Auch im Flugzeug und Zug auf der weiteren Heimreise in Deutschland könnte ich noch in Tränen ausbrechen, wenn ich mich ganz drauf einlasse. Krass eigentlich, was unser Hirn da zu leisten imstande ist…

Zu Hause angekommen wird gleich nochmal kurz telefoniert. Schön die Stimmen zu hören. Ich hätte übrigens nie gedacht, dass ich mal so empfinde. Und schon gar nicht, dass ich drüber schreibe 😅

Klingt verrückt, aber Danke für diese Erfahrung

Abschiednehmen gerät im Alltag oft zur Routine. Leider. Schnell mal „Tschüss“ gesagt, wieder spät dran, mit dem Kopf schon ganz woanders…

Ich bin dankbar für die beschriebene Erfahrung.

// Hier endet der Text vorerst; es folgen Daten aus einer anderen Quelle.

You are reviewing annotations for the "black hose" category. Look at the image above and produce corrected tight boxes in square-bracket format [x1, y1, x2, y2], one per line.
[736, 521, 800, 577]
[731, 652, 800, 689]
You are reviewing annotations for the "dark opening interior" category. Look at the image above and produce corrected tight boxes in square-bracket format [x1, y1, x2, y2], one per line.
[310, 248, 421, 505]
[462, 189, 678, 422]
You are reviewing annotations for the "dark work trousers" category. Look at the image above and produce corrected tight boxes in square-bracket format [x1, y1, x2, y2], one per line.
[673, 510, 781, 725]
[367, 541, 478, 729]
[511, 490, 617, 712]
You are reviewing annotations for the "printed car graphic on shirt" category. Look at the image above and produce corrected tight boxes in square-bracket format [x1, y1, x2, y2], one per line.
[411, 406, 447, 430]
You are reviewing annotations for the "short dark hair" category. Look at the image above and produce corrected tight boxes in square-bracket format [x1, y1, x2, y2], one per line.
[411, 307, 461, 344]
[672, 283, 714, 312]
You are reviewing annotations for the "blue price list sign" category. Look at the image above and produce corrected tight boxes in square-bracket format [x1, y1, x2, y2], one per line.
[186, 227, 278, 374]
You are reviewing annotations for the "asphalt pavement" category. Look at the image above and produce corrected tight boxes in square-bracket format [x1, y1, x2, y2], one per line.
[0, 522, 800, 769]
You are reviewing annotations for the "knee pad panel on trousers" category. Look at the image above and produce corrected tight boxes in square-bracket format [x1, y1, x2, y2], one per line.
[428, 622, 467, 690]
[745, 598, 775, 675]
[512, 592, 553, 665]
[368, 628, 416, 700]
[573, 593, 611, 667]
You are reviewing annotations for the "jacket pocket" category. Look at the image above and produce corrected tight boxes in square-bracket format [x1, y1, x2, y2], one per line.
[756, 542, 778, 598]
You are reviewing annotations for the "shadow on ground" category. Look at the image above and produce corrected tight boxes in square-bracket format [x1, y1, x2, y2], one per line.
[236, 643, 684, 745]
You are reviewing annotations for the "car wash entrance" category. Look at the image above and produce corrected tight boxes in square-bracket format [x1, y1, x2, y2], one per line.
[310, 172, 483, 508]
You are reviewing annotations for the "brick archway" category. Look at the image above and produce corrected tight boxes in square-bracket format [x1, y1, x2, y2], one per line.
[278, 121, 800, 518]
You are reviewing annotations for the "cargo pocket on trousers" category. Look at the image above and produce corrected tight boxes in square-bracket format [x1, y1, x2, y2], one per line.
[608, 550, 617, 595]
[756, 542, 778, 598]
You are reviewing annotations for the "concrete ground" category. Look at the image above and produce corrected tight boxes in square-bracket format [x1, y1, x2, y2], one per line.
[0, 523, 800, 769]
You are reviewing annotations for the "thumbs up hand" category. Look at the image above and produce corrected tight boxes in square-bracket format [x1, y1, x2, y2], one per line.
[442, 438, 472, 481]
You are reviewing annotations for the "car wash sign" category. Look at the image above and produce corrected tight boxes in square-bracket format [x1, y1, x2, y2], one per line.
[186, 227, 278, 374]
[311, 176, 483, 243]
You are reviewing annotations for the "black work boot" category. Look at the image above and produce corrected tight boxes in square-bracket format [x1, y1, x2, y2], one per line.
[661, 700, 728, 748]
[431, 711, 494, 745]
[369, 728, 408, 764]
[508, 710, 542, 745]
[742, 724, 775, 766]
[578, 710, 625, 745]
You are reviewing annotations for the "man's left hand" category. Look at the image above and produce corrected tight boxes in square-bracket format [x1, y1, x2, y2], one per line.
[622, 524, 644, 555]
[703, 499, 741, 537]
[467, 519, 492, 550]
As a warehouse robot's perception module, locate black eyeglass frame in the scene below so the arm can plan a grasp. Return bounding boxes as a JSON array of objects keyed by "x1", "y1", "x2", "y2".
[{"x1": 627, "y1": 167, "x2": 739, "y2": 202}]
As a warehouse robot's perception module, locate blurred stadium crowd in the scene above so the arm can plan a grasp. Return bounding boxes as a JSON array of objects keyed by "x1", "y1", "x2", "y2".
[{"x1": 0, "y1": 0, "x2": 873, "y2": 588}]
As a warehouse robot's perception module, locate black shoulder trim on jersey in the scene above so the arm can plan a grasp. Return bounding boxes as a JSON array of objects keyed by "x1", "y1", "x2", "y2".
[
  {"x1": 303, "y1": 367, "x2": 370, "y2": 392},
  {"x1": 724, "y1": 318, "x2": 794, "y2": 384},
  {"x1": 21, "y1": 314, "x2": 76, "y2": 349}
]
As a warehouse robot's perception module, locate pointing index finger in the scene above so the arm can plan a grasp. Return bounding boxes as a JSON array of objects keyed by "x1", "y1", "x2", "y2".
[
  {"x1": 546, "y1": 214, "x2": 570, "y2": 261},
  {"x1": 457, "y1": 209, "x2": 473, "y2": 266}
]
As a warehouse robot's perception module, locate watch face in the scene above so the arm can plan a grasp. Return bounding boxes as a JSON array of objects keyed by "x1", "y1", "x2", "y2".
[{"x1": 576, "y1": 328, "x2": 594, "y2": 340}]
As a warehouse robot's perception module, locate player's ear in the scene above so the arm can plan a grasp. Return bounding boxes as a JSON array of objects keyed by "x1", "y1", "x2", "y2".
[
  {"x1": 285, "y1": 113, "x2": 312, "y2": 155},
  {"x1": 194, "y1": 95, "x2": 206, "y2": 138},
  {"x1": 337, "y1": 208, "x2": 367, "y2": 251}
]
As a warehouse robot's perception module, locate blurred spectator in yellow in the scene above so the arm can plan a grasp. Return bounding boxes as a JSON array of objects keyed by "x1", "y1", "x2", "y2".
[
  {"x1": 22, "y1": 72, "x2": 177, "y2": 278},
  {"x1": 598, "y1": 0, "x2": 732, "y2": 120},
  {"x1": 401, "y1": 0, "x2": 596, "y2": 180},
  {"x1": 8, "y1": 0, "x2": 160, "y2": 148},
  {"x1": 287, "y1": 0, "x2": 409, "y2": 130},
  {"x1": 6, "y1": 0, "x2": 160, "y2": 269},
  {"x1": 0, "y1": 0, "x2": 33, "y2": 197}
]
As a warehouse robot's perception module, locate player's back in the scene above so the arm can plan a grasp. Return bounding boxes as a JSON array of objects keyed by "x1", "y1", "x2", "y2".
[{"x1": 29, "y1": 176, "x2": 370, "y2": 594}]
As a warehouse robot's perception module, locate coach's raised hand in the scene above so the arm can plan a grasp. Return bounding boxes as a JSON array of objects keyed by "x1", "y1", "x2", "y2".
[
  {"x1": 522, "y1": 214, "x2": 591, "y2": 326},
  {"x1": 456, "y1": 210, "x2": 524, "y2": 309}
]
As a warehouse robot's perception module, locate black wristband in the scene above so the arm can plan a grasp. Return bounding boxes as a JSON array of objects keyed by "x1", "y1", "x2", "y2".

Sie zeigt mir, wie wichtig mir meine Familie, mein zu Hause eigentlich ist – und wie oft ich mir dies im Alltag gar nicht klar ist…

Ich versuche mir immer wieder bewusst zu machen, dass mein Papasein, meine kleine Familie, ja sogar das nächste Wiedersehen (auch nach einem Alltagsabschied) nicht selbstverständlich ist! Wir leben in einer wuseligen, schnellen, manchmal verrückten, unvorhersehbaren Welt.

„Tschüss“ sagen mit ganzem Herzen. Mit voller Bewusstheit und Aufmerksamkeit. In Ruhe, nur für diesen einen Moment. Der Moment, in dem sich die Augen treffen und der diese tiefe Dankbarkeit ausdrückt und der ebenso meint: „Ich freue mich, dich später wiederzusehen“.

Die Bewusstheit und Ruhe, solche Momente erleben zu dürfen mit all dem, was sich in darin verbirgt – das wünsche ich jedem Papa oder Elternteil!